Otras veces, durante un encierro vienen a tu memoria pasajes más amplios, recuerdos extendidos, por llamarlos de algún modo. Uno que persistía era el de la temporada en la que prácticamente había dejado de comer. Tenía 19 años. Mi cuerpo estaba bien hecho, pero el espejo me devolvía siempre una silueta abombada. Dejar de comer es un proceso lento y, por eso mismo, adictivo, en el que se te aparecen pensamientos luminosos, un estado de constante euforia, una euforia dirigida hacia dentro, como si tal luminosidad naciera en tu interior y ahí se quedara.
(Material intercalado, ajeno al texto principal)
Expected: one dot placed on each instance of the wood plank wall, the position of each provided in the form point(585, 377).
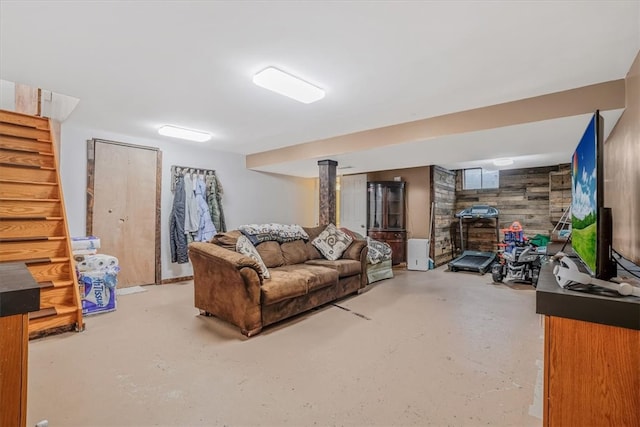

Y ese error no lo ves. Después, cuando el cuerpo agota sus reservas de grasa comienza a consumir sus propios músculos, el cuerpo hace esas cosas, la digestión lenta de sí mismo, que alimenta aún más si cabe la lucidez y la inercial euforia. Hay un momento en el que no puedes parar. Lo único que te salva es verbalizar la frase: «En ausencia de comida, el cuerpo se come a sí mismo», sólo así, a través de esas palabras, consigues persuadir a tu cerebro del cese de tal carnicería y autocanibalismo selectivo, y digo selectivo porque el cuerpo no se come músculos como el corazón, sino otros menos vitales, por ejemplo los de las piernas y brazos, aunque terminará por devorar también su propio corazón si lo pones a prueba. Esa etapa anoréxica se me apareció muchas veces durante el cautiverio, y me pareció incomprensible. Recuerdo haberme odiado por aquello.

Y entonces no entendía cómo era posible que mi cuerpo pudiera cambiar tan radicalmente de punto de vista.

Hubo un momento, al año y medio de secuestro, en el que la imagen de Ofelia se retiró de mi mente y otro cuadro del mismo pintor comenzó a aparecérseme con insistencia. Se trataba de su último óleo, pintado meses antes de fallecer. Muestra a un explorador blanco, yace muerto en un paraje de Africa y con total indiferencia está siendo contemplado por dos africanos. Esta visión del hombre blanco también me pareció un radical cambio de punto de vista.